The Liquid Terminal will be designed to handle 1.9 million metric tons of cargo per annum. Tanks would be used to store POL, Chemicals, Edible and Petrochemical products with capacity of 150,000 Kl. The liquid terminal area will be designed for Class – A product. Other facilities such as Pump House, TLF, Substation, Control Room, pavement, drainage, and lighting and formation level will be taken into account while designing the terminal.

Necessary procedures will be in place for operation, cleaning of tanks, changeover of products and cargo information wherein MSDS of the products for storage or for cleaning of tanks would be circulated in advance. Necessary arrangements / accessories as per the standards would be provided at the storage tank for the safe containment of the products. To handle emergency situations quick release, electric driven and remote operated mooring hooks will be provided. All electric fittings will be flame proof on water curtain system and monitors/sprinklers will be operated from control room located in operational building side at suitable distances.

Tank arrangements

Petrochemical and Petroleum tanks shall be located in dyke enclosures with roads all around the enclosure.

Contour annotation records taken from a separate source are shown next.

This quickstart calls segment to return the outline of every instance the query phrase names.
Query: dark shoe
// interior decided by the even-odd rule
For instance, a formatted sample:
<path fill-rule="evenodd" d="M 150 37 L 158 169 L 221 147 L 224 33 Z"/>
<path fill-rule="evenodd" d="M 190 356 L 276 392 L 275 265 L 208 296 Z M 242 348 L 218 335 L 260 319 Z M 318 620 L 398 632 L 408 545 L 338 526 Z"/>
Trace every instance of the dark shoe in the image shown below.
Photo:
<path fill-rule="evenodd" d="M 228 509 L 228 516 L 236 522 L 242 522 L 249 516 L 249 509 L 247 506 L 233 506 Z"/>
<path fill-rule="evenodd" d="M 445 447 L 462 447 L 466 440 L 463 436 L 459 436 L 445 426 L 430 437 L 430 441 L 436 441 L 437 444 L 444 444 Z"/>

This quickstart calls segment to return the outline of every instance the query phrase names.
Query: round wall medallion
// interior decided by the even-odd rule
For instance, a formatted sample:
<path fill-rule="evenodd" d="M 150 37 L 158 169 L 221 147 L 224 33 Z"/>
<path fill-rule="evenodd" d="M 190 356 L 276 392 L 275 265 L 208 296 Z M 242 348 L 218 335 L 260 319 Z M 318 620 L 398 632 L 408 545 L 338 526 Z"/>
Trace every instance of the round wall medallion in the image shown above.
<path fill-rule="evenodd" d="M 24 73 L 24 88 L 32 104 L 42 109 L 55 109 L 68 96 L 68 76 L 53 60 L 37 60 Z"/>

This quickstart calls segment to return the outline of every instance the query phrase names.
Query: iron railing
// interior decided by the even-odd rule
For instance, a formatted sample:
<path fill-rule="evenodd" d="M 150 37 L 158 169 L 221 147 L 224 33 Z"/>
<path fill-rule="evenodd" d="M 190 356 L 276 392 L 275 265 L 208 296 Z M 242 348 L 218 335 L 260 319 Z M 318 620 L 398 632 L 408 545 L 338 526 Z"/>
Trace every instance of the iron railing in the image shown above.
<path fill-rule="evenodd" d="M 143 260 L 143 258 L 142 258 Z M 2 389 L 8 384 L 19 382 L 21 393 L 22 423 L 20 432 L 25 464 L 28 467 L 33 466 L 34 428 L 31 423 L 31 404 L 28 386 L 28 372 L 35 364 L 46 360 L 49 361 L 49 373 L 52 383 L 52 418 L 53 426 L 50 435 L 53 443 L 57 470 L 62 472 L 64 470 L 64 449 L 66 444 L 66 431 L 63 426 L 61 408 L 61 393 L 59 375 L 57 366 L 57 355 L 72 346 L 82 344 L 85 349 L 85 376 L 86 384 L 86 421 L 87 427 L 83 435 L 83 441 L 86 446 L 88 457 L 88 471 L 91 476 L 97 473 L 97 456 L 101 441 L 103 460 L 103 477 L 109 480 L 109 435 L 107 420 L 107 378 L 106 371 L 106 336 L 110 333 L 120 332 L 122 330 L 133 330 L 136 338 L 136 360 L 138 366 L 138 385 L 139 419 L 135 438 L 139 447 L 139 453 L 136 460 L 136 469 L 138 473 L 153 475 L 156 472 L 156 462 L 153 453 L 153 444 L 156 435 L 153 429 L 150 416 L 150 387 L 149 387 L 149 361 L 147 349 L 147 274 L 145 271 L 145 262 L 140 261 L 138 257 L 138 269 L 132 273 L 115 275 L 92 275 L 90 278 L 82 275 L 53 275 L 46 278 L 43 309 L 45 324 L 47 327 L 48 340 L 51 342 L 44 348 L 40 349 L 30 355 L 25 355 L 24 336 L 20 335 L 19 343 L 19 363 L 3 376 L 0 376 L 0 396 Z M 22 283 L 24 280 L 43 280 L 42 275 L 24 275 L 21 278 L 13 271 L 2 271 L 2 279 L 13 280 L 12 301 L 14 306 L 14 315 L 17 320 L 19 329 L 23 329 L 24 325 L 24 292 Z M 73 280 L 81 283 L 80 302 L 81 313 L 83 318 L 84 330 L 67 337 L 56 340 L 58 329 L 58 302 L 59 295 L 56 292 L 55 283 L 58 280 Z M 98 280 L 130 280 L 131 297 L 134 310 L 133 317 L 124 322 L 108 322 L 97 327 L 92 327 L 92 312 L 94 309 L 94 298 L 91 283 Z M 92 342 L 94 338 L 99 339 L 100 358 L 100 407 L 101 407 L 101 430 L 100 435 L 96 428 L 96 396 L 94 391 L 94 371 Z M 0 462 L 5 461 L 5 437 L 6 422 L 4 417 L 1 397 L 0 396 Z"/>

Dyke enclosure shall be able to contain the complete contents of the largest tank in the dyke in case of emergency. The height of tank enclosure dyke shall be at least 1.0 meter and shall not be more than 2.0 meter above average inside grade level.

Tanks shall be arranged in maximum two rows so that each tank is approachable form the road surrounding the enclosure.

The tank height shall not be exceeded one and half times the diameter of the tank or 20 meters whichever is less. The minimum distance between a tank shell and the inside toe of the dyke wall shall not be less than half the height of the tank.

5.2.3 Closed warehouse The project is envisaged to handle 0.5 MTPA of agro commodities in closed storage yard. A covered storage warehouse of 300 m x 45 m is proposed for storage of agro and other commodities. The storage capacity of warehouse will be around 33,750 MT. The stockpile will be created with dozer & excavators and reclaiming will be done by pay-loader. Further it will be conveyed to the bagging plant, where the material will be filled into bags and discharge by rail/road.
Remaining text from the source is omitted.